An integrative web-based software tool for multi-dimensional pathology whole-slide image analytics

Abstract

Objective.In the era of precision medicine, human tumor atlas-oriented studies have been significantly facilitated by high-resolution, multi-modal tissue based microscopic pathology image analytics. To better support such tissue-based investigations, we have developed Digital Pathology Laboratory (DPLab), a publicly available web-based platform, to assist biomedical research groups, non-technical end users, and clinicians for pathology whole-slide image visualization, annotation, analysis, and sharing via web browsers.Approach.A major advancement of this work is the easy-to-follow methods to reconstruct three-dimension (3D) tissue image volumes by registering two-dimension (2D) whole-slide pathology images of serial tissue sections stained by hematoxylin and eosin (H&E), and immunohistochemistry (IHC). The integration of these serial slides stained by different methods provides cellular phenotype and pathophysiologic states in the context of a 3D tissue micro-environment. DPLab is hosted on a publicly accessible server and connected to a backend computational cluster for intensive image analysis computations, with results visualized, downloaded, and shared via a web interface.Main results.Equipped with an analysis toolbox of numerous image processing algorithms, DPLab supports continued integration of community-contributed algorithms and presents an effective solution to improve the accessibility and dissemination of image analysis algorithms by research communities.Significance.DPLab represents the first step in making next generation tissue investigation tools widely available to the research community, enabling and facilitating discovery of clinically relevant disease mechanisms in a digital 3D tissue space.
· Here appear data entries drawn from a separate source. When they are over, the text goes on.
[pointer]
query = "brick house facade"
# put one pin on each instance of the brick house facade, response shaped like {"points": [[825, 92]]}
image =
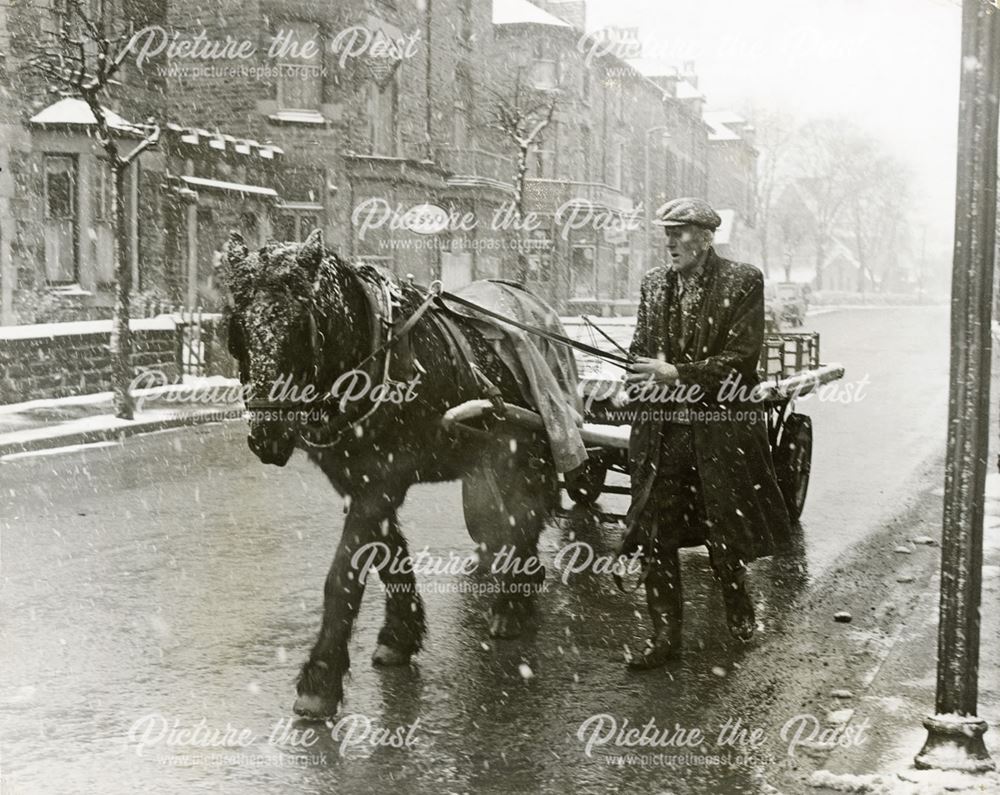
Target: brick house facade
{"points": [[390, 108]]}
Keywords: digital pathology; high performance computing; image analysis; image registration; web computing; whole slide images.

Figure 1.

Serial pathology image registration results. Two result sets with serial WSIs of (Top) Glioblastoma and (Bottom) Liver tissue sections in H&E and Masson’s trichrome stain are demonstrated. (A) High-resolution serial WSI stacks before registration, (B) extracted low-resolution serial WSI stacks before registration, (C) resulting low-resolution WSI stacks after the low image resolution registration, and (D) high-resolution serial image stacks after the high image resolution registration, are visualized in a 3D virtual tissue space.

Figure 2.

3D Visualization and slicing interface. Users can visualize imaging data in 3D volumes directly from a browser. The 3D visualization interface allows for a variety of mouse gestures and adjustable settings to pan, zoom and slice/cut into image volumes. Options for opacity adjustment, slice spacing/thickness, as well as 3D guidelines and markers are also available for use. (A) Image volume at a thickness of 3 units, with gridlines and boundaries visible; (B) Image volume at a thickness of 1 unit, with gridlines and boundaries visible; (C) Image volume with an adjustable 3D marker placed around a feature of the image stack; (D) Image volume with diagonal clipping, revealing features displayed by cross-sectional views within the volume.

Figure 3.

3D Visualization support for multiple image modalities. (A) Registered serial H&E WSIs; (B) Registered serial IHC WSIs; (C) Registered serial WSIs stained by H&E and IHC biomarker alternatively; (D) Digital Imaging and Communications in Medicine (DICOM) radiology serial image volume of a patient with a brain neoplasia; and (E) DICOM CT serial image volume of a patient, with sinus cavities visualized.

Figure 4.

Typical 2D image analysis result visualizations from deployed 2D algorithms. Algorithms return green contours and masks in colors to represent detection and segmentation results. (A) Nuclei segmentation; (B) IHC positive pixel counting; (C) Fibrosis quantification; (D) Cell seed detection; (E) Steatosis segmentation; and (F) Nuclei segmentation with multiplexed Hyperion biomarker data.

Figure 5.

Digital Pathology server architecture and design. The splitting architecture of the DPLab server separates the web server (blue) from the computational server/cluster (red). A unified job queue and database hosted on the web server is used to manage a clustered pool of worker threads on the computational server for analyses in parallel. The architectural design of separating the computational server from the application server preserves the web application performance and provides consistent user experience, even under high computational load. It also allows for flexible scaling of the computational cluster by managing computational worker threads asynchronously, allowing new machines to be easily added to or removed from the cluster.

Figure 6.

Scalable worker and database architecture. A single unified Redis job queue is used to hold and manage jobs in a first-in-first-out priority queue on the primary web application server. A scalable pool of any number of remote worker machines with access permissions to listen to the job queue on a specific network port can retrieve jobs from the application server Redis queue and perform them asynchronously in parallel. Computed data is next written to a separately hosted cluster of database servers. Database connections from computational threads are round-robined across database servers, and databases are kept in-synchronized with Postgres built-in master-slave replication functionality. The number of machines within the database cluster and computational worker pool is scalable and flexible to real-time demand.